Physicians are generally skilled, educated professionals with an obligation to provide services to patients regardless of their background or other factors, and most people expect doctors to act in more compassionate and balanced ways than the average citizen because of their education and profession.

However, no matter how much schooling someone has, they may still have internal biases that affect the way that they interact with the public. Research has repeatedly shown that a gender bias is commonly present in medical settings, regardless of the gender of the physician providing care.

Female patients are more likely to have a doctor ignore their symptoms or fail to diagnose them in a timely manner when compared with male patients who have a similar condition. Delayed diagnosis has a host of consequences for patients, including worse prognosis and fewer options for care, which is one reason that the diagnostic gender divide is so worrisome.
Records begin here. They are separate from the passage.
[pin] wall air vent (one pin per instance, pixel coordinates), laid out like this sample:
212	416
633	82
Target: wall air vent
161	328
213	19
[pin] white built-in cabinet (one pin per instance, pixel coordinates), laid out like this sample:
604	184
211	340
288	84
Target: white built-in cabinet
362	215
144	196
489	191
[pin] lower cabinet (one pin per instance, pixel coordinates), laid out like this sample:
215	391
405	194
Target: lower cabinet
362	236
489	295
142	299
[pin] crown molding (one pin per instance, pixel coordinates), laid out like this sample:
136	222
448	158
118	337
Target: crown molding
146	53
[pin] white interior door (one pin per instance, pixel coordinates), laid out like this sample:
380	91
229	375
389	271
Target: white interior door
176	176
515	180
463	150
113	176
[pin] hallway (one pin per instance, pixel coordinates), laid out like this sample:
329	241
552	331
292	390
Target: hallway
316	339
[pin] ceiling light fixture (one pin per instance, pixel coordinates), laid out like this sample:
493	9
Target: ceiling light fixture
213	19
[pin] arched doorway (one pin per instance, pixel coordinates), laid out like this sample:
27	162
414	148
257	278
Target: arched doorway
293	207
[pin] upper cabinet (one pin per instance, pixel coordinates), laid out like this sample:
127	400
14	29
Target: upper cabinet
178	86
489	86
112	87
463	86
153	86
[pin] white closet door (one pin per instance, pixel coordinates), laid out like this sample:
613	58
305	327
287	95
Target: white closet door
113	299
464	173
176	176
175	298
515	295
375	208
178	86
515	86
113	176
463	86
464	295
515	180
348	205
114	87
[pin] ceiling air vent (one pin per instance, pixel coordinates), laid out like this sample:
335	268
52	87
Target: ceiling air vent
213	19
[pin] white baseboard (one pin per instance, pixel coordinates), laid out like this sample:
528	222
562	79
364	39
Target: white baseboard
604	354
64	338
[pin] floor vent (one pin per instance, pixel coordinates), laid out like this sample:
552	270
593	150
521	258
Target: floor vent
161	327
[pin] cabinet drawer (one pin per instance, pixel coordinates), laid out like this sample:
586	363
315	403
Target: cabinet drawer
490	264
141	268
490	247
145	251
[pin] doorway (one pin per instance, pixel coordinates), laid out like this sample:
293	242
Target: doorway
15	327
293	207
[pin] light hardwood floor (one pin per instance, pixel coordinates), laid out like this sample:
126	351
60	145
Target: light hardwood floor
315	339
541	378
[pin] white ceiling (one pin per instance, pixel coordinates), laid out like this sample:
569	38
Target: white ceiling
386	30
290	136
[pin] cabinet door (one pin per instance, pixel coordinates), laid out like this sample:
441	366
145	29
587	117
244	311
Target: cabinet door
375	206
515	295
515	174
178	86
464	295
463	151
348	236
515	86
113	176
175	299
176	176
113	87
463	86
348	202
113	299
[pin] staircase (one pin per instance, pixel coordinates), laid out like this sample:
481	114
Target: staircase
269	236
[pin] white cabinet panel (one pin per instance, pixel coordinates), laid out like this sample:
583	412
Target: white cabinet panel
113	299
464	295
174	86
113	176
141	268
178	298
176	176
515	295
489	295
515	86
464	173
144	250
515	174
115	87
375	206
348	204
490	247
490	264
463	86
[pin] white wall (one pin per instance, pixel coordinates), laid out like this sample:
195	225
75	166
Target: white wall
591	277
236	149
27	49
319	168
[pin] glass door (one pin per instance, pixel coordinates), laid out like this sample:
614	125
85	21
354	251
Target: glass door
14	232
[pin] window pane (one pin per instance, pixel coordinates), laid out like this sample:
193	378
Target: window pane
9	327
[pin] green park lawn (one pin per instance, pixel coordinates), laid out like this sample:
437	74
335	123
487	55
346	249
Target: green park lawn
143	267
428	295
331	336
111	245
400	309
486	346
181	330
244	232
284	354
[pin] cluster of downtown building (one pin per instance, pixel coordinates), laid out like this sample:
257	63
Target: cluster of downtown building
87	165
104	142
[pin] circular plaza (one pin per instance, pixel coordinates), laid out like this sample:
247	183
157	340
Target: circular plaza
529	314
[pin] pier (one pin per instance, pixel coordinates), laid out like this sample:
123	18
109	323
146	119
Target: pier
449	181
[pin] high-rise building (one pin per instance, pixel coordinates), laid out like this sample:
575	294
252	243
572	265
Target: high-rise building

Certain conditions and issues in women are more likely to go undiagnosed

Although there is plenty of information readily available about the fact that heart disease often prevents different symptoms in women than in men, physicians often seem to overlook this important information when discussing symptoms with patients.

Women who need immediate medical attention could wind up discharged or set home without adequate review, even when they experience something as serious as a heart attack or stroke. In fact, when it comes to stroke, female patients are 30% more likely to go undiagnosed, while women with heart disease or heart attacks are more likely to die in hospitals than men.

Additionally, doctors seem to have less regard for women who report significant pain symptoms. Physicians may be less likely to take these symptoms seriously or aggressively pursue resolving them. Untreated pain is one of many symptoms that can impact a patient’s ability to recover from a medical event.

Taking action when you suspect gender bias

If you have been in the untenable situation of going weeks or months without an accurate diagnosis because your physician didn’t listen to you adequately, you may have grounds for a medical malpractice claim. Issues with failing to diagnose patients are among the most common malpractice claims brought in the United States, and you may want to hold a doctor accountable if they didn’t provide an adequate diagnosis.